Block Peter, Paern Juri, Hüllermeier Eyke, Sanschagrin Paul, Sotriffer Christoph A, Klebe Gerhard
Department of Pharmaceutical Chemistry, Philipps-University Marburg, Marburg, Germany.
Proteins. 2006 Nov 15;65(3):607-22. doi: 10.1002/prot.21104.

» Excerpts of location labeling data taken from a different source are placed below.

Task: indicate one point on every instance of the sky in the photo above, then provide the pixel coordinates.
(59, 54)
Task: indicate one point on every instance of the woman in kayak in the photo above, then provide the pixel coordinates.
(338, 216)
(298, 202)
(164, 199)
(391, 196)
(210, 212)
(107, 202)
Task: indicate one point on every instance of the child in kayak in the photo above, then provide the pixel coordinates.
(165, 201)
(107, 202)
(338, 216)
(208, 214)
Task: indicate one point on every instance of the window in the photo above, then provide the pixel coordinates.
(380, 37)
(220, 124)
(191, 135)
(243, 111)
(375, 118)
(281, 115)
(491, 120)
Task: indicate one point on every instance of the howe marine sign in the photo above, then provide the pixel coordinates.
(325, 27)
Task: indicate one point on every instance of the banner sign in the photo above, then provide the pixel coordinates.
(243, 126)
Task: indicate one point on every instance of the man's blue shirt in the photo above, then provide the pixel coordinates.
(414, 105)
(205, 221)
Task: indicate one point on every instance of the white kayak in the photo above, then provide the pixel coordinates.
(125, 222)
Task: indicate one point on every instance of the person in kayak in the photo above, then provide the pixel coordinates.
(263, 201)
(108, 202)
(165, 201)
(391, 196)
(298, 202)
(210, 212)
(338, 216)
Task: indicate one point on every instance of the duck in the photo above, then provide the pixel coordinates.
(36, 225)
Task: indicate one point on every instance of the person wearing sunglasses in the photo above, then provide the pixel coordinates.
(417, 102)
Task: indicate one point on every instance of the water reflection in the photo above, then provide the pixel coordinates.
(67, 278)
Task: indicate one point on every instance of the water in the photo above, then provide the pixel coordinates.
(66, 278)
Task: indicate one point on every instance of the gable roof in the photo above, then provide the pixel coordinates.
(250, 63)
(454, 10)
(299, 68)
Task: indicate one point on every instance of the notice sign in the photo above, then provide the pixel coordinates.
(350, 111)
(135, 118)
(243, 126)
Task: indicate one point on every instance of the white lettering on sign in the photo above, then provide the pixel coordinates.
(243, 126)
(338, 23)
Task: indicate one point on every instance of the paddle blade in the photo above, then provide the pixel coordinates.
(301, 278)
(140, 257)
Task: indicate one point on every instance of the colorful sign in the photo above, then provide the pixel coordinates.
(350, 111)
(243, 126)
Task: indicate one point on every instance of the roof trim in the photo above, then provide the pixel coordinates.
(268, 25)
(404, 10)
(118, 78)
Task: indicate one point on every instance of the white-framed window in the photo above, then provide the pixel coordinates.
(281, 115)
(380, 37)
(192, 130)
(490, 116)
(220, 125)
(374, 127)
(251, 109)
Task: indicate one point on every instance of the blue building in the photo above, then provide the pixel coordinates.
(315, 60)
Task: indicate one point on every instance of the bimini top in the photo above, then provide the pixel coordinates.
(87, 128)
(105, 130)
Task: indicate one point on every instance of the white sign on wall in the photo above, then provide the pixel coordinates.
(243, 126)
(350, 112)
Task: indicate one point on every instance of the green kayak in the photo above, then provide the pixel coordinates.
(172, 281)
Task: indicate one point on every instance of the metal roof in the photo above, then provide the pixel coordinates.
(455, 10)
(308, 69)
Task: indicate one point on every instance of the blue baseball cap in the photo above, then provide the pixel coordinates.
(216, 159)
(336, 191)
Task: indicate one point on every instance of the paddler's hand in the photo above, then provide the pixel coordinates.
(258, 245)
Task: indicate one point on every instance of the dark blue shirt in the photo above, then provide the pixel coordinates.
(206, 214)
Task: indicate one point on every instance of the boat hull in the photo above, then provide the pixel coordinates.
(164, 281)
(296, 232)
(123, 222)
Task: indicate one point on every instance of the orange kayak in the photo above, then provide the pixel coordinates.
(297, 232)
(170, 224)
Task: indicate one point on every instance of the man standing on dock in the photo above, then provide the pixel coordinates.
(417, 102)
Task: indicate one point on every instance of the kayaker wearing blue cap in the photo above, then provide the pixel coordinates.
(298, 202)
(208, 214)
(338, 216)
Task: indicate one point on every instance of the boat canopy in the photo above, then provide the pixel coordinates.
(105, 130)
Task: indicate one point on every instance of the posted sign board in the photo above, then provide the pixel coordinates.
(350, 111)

Analyzing protein-protein interactions at the atomic level is critical for our understanding of the principles governing the interactions involved in protein-protein recognition. For this purpose, descriptors explaining the nature of different protein-protein complexes are desirable. In this work, the authors introduced Epic Protein Interface Classification as a framework handling the preparation, processing, and analysis of protein-protein complexes for classification with machine learning algorithms. We applied four different machine learning algorithms: Support Vector Machines, C4.5 Decision Trees, K Nearest Neighbors, and Naïve Bayes algorithm in combination with three feature selection methods, Filter (Relief F), Wrapper, and Genetic Algorithms, to extract discriminating features from the protein-protein complexes. To compare protein-protein complexes to each other, the authors represented the physicochemical characteristics of their interfaces in four different ways, using two different atomic contact vectors, DrugScore pair potential vectors and SFCscore descriptor vectors. We classified two different datasets: (A) 172 protein-protein complexes comprising 96 monomers, forming contacts enforced by the crystallographic packing environment (crystal contacts), and 76 biologically functional homodimer complexes; (B) 345 protein-protein complexes containing 147 permanent complexes and 198 transient complexes. We were able to classify up to 94.8% of the packing enforced/functional and up to 93.6% of the permanent/transient complexes correctly. Furthermore, we were able to extract relevant features from the different protein-protein complexes and introduce an approach for scoring the importance of the extracted features.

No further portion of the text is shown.